Vede, la lingua è un organismo vivente, non un’astrazione geometrica, per cui, sebbene la preposizione ‘a’ sia superflua in a cui, essa s’è imposta nell’uso da secoli e secoli (si tratta, come in innumeri altri casi, d’un rafforzativo): fra Due e Trecento, infatti, la LIZ[a] ce ne fornisce ben 1235 attestazioni, di cui ecco la piú antica:

Non [r]espus’a vui di[ritamen]te
k’eu fithança non avea niente
de vinire ad unu cun la çente
a cui far fistinança non plasea.
(Versi d’amore tra XII e XIII secolo)

Non le dico quanti a cui troviamo presso lo stesso Dante; ecco il primo che compare nella Commedia:

Molti son li animali a cui s’ammoglia,
e piú saranno ancora, infin che ’l veltro
verrà, che la farà morir con doglia.
(Inferno, I, 100-102)

L’evoluzione ha relegato il solo cui a un registro di lingua elevato – e raffinato –, radiandolo dal parlar comune e quindi dalla lingua dell’uso medio.

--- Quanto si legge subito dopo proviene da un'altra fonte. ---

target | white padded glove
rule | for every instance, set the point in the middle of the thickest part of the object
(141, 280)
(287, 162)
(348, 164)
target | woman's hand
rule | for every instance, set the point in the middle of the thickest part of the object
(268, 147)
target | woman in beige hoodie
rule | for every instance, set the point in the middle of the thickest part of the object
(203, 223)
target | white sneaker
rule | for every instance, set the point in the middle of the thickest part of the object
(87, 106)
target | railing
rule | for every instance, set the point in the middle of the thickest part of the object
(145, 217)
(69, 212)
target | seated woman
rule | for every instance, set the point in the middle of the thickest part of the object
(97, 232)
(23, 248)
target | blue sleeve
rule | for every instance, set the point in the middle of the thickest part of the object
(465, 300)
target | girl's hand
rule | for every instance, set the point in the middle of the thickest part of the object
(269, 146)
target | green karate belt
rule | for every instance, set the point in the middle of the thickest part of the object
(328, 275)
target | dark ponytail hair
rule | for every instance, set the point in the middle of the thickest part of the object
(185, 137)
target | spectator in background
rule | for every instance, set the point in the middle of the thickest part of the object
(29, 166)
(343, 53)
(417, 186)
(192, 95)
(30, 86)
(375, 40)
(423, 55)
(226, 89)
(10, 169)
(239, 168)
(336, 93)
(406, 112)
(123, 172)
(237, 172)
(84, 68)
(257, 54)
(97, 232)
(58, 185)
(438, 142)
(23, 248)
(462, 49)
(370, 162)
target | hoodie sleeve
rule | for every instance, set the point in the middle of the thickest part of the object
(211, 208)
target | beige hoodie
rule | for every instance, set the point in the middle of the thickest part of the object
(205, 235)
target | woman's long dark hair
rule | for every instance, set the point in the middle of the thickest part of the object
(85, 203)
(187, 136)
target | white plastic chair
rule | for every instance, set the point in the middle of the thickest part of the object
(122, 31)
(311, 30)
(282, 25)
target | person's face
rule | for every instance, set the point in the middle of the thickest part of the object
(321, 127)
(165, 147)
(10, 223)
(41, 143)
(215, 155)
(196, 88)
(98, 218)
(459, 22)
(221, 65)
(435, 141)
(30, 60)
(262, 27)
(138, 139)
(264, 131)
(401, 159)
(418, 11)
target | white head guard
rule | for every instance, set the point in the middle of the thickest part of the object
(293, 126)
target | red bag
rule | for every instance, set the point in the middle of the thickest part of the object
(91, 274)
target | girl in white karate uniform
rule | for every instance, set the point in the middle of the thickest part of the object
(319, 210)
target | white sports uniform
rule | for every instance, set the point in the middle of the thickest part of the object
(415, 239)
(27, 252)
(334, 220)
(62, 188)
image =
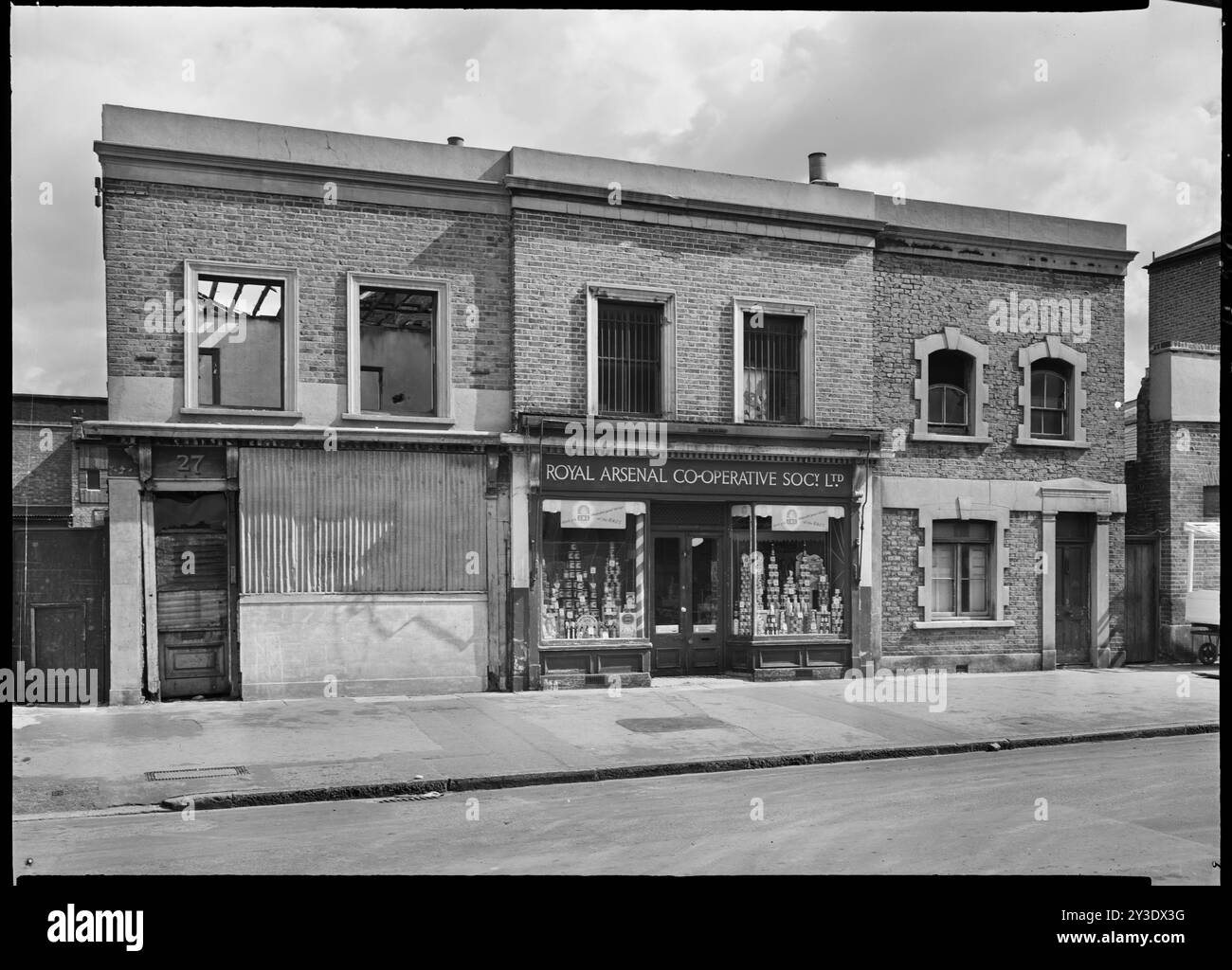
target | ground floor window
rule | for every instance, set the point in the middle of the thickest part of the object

Per quanto riguarda al di là di, so benissimo che è calco dal francese au-delà de. La mia osservazione non verteva su questa locuzione, bensí su di là da, che è la forma tradizionale italiana (e non di là di, che è tutt’al piú un arcaismo, affatto avulso dalla lingua stàndara, o normale).

Spero d’essermi fatto capire, questa volta. :)
Ma quella lingua si chiama d’una patria, la quale convertisce i vocaboli ch’ella ha accattati da altri nell’uso suo, et è sí potente che i vocaboli accattati non la disordinano, ma ella disordina loro.